In de brochure ‘De innerlijke betekenis van het logewerk’ maakt Besant de idee van offering heel praktisch. Ze constateert dat veel leden die aangesloten zijn bij een lokale groep van de Theosofische Vereniging – die een loge wordt genoemd, ontleend aan het Engelse woord ‘lodge’ dat werkplaats betekent – alleen naar bijeenkomsten gaan als zij die belangwekkend vinden of wanneer er een bekende spreker komt. Zij zijn zich er blijkbaar nog onvoldoende van bewust dat een loge-bijeenkomst niet primair wordt gehouden voor henzelf, maar tot doel heeft een middelpunt te worden waar geestelijke krachten instralen, worden omgezet en in de wereld worden uitgestraald. Annie Besant verklaart:

‘Het is zeker, dat wanneer de gedachten die in een loge-bijeenkomst worden uitgedrukt krachtig en verstandig zijn, zo’n bijeenkomst legioenen krachtige en nuttige gedachtenvormen uitzendt, die de gedachte-atmosfeer verrijken en zuiveren. […] Aldus bezien krijgt de bijeenkomst van een loge een nieuw aanzicht en een nieuwe waardigheid. Men zal niet meer vragen: Moet ik naar een vervelende vergadering gaan?, maar de vraag rijst vurig: kan ik het voorrecht deelachtig worden, om tegenwoordig te zijn en deel uit te maken van het kanaal waardoor de levenskrachten van de Broederschap zich zullen uitstorten over de wereld?’

Helena Blavatsky heeft via haar geschriften en de oprichting van The Theosophical Society in 1875 enorm bijgedragen aan het formuleren van spirituele inzichten over de godheid, de kosmos en de mens, en Annie Besant heeft er mede voor gezorgd dat dit geschenk wereldwijd breed werd verspreid. Via talloze toespraken en geschriften heeft Annie Besant het theosofische gedachtegoed met succes uitgedragen. Veel van de boeken en brochures die zij schreef zijn in de eerste decennia van de twintigste eeuw ook in het Nederlands uitgegeven, maar zijn nu niet meer in druk beschikbaar.

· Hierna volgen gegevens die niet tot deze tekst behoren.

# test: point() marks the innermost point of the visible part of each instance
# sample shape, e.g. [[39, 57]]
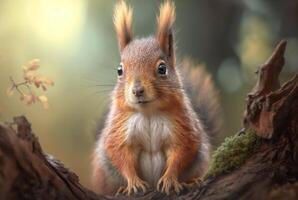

Er zijn meer vrouwelijke theosofen geweest die hun leven met succes in dienst hebben gesteld van de verspreiding van de theosofie, onder wie Katherine Tingley, Alice Bailey en uiteraard Helena Blavatsky zelf. Waarom is er dan voor gekozen om Annie Besant op te nemen als fakkeldrager van het Rozenkruis? Omdat zij in 1912 in Londen samen met James Ingall Wedgwood en Marie Russak The Order of the Temple of the Rosy Cross (OTRC) opricht voor het bestuderen van rozenkruiserij, vrijmetselarij, astrologie, symboliek, kabbalah en mystiek, als voorbereiding op het herstel van de mysteriën voor Europa. In 1918 wordt die orde weer ontbonden, maar Marie Russak (ook bekend als Marie Hotchener of Marie Barnard) gaat dan nauw samenwerken met Harvey Spencer Lewis (fakkeldager 17) om rituelen te ontwikkelen voor wat nu de grootste rozenkruisersorganisatie ter wereld is: AMORC.

De beweging van het Rozenkruis, zoals die in de zeventiende eeuw gestalte kreeg naar aanleiding van de drie rozenkruisersmanifesten, is nadrukkelijk zowel universeel als christocentrisch. De theosofie is wel universeel, maar niet christocentrisch. Dat betekent niet dat de theosofie afwijzend staat tegenover Christus en het christendom. Helena Blavatsky stak haar ongenoegen over het christendom en christenen in haar tijd weliswaar niet onder stoelen of banken, maar zij had wel een groot respect voor Jezus van Nazareth.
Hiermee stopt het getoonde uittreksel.